Forrest played a central role in the development of the MAGAZ3NE survey and its multi-wavelength analysis of ultra-massive galaxies. He also led the proposal that resulted in many of the Atacama Large Millimeter/submillimeter Array observations used in this study.
“What is striking is not just that we can detect hidden activity, but that we see such diversity among galaxies with similar masses at the same epoch,” Wilson said in the release. “That tells us that the shutdown of star formation in the most massive galaxies was neither uniform nor simple, and it places important new constraints on our understanding of galaxy formation and evolution in the early Universe.”
Understanding how massive galaxies stop forming stars is key to explaining why today’s universe looks the way it does.

The team’s research helps clarify whether ultra-massive galaxies in the early universe are “dusty or dead” — their answer is not one or the other. The results show most of the ultra-massive galaxies studied are genuinely quiescent, indicating a rapid and efficient shutdown of star formation.

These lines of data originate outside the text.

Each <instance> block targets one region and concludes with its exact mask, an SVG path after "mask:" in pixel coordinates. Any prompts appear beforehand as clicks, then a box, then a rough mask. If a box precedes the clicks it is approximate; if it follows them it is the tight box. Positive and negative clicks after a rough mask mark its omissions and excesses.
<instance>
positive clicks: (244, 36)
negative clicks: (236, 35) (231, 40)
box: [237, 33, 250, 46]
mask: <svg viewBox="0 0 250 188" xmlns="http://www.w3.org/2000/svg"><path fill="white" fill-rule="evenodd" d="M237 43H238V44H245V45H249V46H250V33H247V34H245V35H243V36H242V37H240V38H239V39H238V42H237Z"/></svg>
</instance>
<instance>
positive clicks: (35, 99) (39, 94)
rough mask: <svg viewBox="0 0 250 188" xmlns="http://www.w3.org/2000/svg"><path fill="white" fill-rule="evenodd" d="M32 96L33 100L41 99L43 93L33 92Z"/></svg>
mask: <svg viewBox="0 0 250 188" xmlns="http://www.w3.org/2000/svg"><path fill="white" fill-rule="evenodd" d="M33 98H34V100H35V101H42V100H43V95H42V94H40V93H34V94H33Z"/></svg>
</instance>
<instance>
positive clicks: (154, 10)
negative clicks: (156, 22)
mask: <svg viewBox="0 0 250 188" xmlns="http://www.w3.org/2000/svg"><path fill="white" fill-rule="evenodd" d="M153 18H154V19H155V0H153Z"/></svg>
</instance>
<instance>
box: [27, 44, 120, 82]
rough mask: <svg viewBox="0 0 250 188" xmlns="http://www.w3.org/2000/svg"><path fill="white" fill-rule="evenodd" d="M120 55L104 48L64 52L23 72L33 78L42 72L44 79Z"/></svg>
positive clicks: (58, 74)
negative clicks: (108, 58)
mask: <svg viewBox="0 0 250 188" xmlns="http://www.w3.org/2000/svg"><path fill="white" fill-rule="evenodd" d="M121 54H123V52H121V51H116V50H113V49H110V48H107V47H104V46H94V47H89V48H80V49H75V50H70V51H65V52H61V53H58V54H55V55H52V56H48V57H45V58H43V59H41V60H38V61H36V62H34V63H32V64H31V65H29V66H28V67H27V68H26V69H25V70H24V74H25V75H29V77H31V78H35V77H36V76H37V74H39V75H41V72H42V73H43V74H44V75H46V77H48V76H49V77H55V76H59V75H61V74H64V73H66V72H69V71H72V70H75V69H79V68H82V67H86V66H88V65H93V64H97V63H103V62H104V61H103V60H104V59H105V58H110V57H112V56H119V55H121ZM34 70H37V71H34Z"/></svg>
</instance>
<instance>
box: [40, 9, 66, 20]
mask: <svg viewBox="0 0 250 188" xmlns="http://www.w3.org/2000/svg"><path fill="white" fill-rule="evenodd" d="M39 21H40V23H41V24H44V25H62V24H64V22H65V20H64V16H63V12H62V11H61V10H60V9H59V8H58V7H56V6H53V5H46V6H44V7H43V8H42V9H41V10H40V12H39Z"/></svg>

Several systems within this quiescent population are among the most dust-poor massive galaxies ever identified at these early cosmic times.
The remaining two galaxies exhibit residual dust emission, with one showing evidence for ongoing but heavily obscured star formation and the other caught in the process of quenching.
These results offer a rare glimpse into the diverse evolutionary paths taken by the universe’s most massive galaxies.
“What excites me most about this work is that we are able to study an extremely rare population in the universe by combining data from as many telescopes as possible,” Chang said. “By bringing together optical, near-infrared and far-infrared observations, we can build a much more complete picture of what ultra-massive galaxies really look like at these early cosmic times.”
Members of the MAGAZ3NE collaboration involved in this work include:
- Ian McConachie, postdoctoral researcher at University of Wisconsin–Madison.
- Professor Allison Noble of Arizona State University.
- Professor Tracy Webb of McGill University.
- Professor Adam Muzzin of York University, Canada.
- Professor Michael Cooper of University of California, Irvine.
- Professor Gabriela Canalizo of University of California, Riverside.
- Professor Danilo Marchesini of Tufts University.
- Percy Gomez, staff astronomer at W. M. Keck Observatory.
- Stephanie Urbano Stawinski of University of California, Santa Barbara.